HSE assistant director of mental health services, Seamus McNulty, explained yesterday that the remainder of the budget was “time delayed to address core deficits in existing mental health services”.
The IMHC also expressed concern that no mention of a further €25m in funding promised under the programme had been contained in the recent budget.
“It illustrates the wider issue of the lack of predictability, transparency and accountability in how mental services are planned and funded more generally,” said IMHC chairman John Saunders.
The group, which is a collection of various organisations involved in the provision of services to people with mental health problems including Schizophrenia Ireland and Bodywhys, claimed the health authorities had effectively sat on their hands for the past two years with regard to improving mental health services.
The IMHC expressed regret at the slow pace by the HSE in implementing the Government’s mental health policy framework, A Vision for Change.
The document was published in January 2006 by Health Minister Mary Harney with promises that it would make significant changes and improvements to the delivery of mental health services in Ireland by 2012.
However, Mr Saunders said the policy plan had not marked the expected turning point in the Government’s attention to mental health care.
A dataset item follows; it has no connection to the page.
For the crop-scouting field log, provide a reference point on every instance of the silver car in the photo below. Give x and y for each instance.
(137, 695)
Speaking at a press conference in Dublin to mark the second anniversary of the publication, Mr Saunders voiced the coalition’s anger that so little action had been taken on its implementation.
“Two years later, mental health service users and providers are still struggling with an outdated, fragmented and severely under-resourced system,” he said.
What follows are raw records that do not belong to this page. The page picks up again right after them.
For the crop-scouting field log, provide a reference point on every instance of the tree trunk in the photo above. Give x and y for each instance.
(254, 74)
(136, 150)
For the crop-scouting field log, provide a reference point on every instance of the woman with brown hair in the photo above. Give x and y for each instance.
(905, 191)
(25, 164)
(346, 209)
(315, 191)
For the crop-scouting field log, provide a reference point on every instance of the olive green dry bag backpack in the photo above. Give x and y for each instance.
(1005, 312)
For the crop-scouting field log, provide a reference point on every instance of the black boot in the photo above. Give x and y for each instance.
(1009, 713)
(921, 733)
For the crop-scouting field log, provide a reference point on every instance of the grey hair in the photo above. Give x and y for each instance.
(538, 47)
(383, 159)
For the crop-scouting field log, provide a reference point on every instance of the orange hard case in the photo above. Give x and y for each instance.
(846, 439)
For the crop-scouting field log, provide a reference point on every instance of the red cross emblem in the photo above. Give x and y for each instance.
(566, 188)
The IMHC claimed Ireland still had one of the highest rates of hospitalisation for people with mental health problems due to the lack of community-based services which had suffered as a result of the recent HSE embargo on jobs.
It also expressed concern at the Government’s decision to move the Central Mental Hospital from Dundrum to a site adjacent to the proposed prison at Thornton Hall in north Dublin.
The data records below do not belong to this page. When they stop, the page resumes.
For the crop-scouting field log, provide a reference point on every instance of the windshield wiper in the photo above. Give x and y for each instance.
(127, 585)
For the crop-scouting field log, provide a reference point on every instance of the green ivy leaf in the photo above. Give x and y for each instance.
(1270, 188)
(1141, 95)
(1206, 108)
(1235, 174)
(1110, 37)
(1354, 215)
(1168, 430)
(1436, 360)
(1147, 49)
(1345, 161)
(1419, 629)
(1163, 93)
“To locate a therapeutic facility for people with mental illness — many of whom have not committed a crime — is stigmatising and discriminatory,” said Mr Saunders.
Specialist services for people with eating orders and brain injuries also remain generally unavailable outside Dublin.
The chief executive of Bodywhys said there were still just three beds available in the entire country for the treatment of people with eating disorders as in 2005, despite promises of increased bed capacity.
Recommendation: Involvement of patients and their carers in every aspect of service development and delivery.
Status: Limited progress.
Recommendation: Fully staffed, community-based, multidisciplinary teams in place for mental health services.
Status: Not achieved.
Recommendation: Care plans should reflect the user’s particular needs.
Status: Not achieved.
Recommendation: Links between specialist mental health services and voluntary groups should be enhanced and formalised.
Status: Not achieved.
Recommendation: Mental health services should be organised nationally in catchment areas for populations of 250,000-400,000.
Status: Not achieved.
Recommendation: Service provision should be prioritised and developed where need is greatest.
Status: Not achieved.
Recommendation: Plan to bring about the closure of all mental hospitals should be drawn up and implemented with proceeds reinvested in mental health services.
Status: Just one closure with no reinvestment.